Rose knew that the words were harsh, but she was furious with the situation and he was the only one here to blame besides herself. Some nonsense about hurting the ones you love the most flashed briefly through Rose's mind, but her anger quickly buried it. The Doctor couldn't bring himself to protest her words, because he agreed with them himself. He had never seen himself worthy as being in Rose Tyler's company after all of the ill deeds that he had done throughout his life. So he just stared back at her with solemn eyes.
"I'll be seeing you, Doctor," Rose said briskly as she backed further away from the Doctor.
Before he could fully comprehend what was happening, golden tendrils of time burst forth from within Rose, lapping at her skin like the burning caress of flames. Right before his eyes, her entire form split apart into tiny particles that mingled with the golden fire, before even that faded into nothing. And just like that, Rose Tyler was gone again.
The Doctor let out a sharp breath as the reality of what had just happened hit him hard in the chest.

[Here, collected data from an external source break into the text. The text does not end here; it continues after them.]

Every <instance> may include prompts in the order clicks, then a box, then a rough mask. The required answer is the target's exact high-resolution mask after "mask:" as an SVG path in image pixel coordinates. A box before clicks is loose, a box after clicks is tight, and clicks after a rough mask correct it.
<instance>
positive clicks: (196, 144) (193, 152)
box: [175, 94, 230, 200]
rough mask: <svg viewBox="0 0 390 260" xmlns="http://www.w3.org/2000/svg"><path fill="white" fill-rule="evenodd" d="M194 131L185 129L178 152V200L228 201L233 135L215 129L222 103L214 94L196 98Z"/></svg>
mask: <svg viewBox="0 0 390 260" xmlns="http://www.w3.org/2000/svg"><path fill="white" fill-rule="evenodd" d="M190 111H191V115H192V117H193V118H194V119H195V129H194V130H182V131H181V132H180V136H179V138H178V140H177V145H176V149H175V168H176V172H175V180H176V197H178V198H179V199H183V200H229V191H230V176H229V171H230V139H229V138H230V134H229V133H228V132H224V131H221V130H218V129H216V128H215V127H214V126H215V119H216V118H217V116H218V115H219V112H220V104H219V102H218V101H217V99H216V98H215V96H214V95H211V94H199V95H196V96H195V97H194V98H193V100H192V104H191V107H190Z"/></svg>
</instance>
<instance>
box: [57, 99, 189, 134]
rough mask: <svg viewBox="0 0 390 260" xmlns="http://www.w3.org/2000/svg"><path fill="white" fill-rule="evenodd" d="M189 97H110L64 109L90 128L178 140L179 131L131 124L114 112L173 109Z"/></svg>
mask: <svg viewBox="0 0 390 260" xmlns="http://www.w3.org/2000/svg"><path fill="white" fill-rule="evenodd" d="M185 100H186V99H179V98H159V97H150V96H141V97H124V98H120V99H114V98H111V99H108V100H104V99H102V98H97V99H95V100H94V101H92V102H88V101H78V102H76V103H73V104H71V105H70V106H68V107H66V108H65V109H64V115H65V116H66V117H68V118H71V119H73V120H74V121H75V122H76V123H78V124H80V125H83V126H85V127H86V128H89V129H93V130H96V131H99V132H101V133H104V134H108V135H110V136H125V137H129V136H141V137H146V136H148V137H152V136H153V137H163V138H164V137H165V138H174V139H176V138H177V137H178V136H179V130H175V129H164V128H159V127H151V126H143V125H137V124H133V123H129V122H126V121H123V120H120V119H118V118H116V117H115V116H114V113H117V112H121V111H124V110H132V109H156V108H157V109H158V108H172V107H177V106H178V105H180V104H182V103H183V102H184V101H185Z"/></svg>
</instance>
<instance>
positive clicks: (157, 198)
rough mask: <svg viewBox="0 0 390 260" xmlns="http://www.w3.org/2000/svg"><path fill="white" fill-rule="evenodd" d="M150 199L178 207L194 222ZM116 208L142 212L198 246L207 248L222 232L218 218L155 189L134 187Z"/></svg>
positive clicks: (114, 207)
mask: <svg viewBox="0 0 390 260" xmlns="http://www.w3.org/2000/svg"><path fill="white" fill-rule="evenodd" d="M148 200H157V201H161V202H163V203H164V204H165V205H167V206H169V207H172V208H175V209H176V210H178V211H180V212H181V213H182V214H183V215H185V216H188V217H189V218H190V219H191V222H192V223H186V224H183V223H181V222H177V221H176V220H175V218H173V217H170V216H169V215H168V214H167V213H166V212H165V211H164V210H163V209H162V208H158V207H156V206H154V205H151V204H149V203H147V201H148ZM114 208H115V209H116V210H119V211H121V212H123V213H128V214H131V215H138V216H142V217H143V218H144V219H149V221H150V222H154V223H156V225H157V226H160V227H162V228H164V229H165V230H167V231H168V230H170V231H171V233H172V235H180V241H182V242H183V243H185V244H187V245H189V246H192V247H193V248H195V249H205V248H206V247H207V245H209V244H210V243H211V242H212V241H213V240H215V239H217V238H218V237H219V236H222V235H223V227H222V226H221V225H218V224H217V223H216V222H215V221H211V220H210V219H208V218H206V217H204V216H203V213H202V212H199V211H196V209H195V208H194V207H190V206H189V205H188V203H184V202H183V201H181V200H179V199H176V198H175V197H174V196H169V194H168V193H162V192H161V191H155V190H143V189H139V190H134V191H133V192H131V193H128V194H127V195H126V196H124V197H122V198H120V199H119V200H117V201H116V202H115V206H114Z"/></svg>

His fantastic Rose Tyler had been through so much in the span of a few days. She lost his other self, the metacrisis that had elected to stay with her in Pete's World. She fought the Daleks and won, permanently became the not-quite-human Bad Wolf – a goddess of Time. Then, she propelled herself through the void and into his TARDIS, leaving her family and life behind only to find a new Doctor, and new TARDIS to boot. And now, she had disintegrated herself, hopefully to reappear elsewhere in time and space.
Rose's last words rang throughout the Doctor's mind as he struggled to come back to his senses. I'll be seeing you, Doctor.
Not a final goodbye then, he thought with a glimmer of hope.
"Well, then!" The Doctor clapped his hands together as a small smile spread across his face. "Not if I see you first!"
The Doctor slammed a fist down on the console, did a little spin, and excitedly pulled down the main lever. The TARDIS shot out of the vortex, dematerializing somewhere in time and space.
Elsewhere in the universe, a golden glow manifested out of seemingly thin air, followed by the stumbling form of a young, blonde-haired woman within it. As the gold faded from around her, she examined her surroundings with a mild curiosity. She may have just been through hell and back again, but there was now a whole wide universe at her disposal. A new start, however unwanted it may be. After a moment, Rose nodded to herself with determination, picked a direction at random, and took off running, starting this new beginning in the best way that she knew how.
This chapter of Rose's life may have concluded, but her story is far from over.